When OKA bail bondsman Laurie Poole hears of hacking stories, she automatically think of the obvious, telltale signs of being hacked. For example, a lot of hacked social media accounts end up getting put on blast by the hacker via unwanted posts or connections.
Unfortunately (and fortunately), hacking is not always easy to spot. This is a disadvantage because sometimes you don’t realize you’re hacked until it’s too late. Other times, it can also be an advantage in the sense that nothing consequential happens to your account (at least publically).
Although those instances are far and few between, it’s still handy to know a few tips for identifying a subtly hacked social media account. This is why Laurie is taking a break from her bail bondsmen activities in Oklahoma to tell you about telltale signs of being hacked.
Every time Facebook logs an unfamiliar login location, they will notify you either upon login or by email (or both). If you don’t recognize the login area, you should be on high alert. Don’t waste time in changing your password. Also clear your account of any personal information just in case.
You might also want to consider enabling two-step verification. As a bail bondsman in Oklahoma City, Laurie relies on two-step verification to keep her accounts safe. Even if it’s a pain, there is no better way to stay secure. And on the off chance that your account is hacked and two-step verification isn’t enabled, you risk the hacker abusing it by using their phone.
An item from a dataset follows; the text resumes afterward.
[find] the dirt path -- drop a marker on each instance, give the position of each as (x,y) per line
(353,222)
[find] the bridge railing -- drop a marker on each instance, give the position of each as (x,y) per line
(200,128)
In addition to Facebook (and other social media sites) warning you when an unknown login appears, you should also keep an eye out for unfamiliar emails. For example, if you get emails for new accounts created or from people you don’t know, you should change all relevant passwords.
If random people you don’t remembering following are appearing in your feed, you should probably be a little suspicious. Once again, change all relevant passwords. You should also make sure your security settings are as strong as possible. If you use commonsense and do a bit of research, it’s fairly easy to avoid getting hacked – subtly or publically.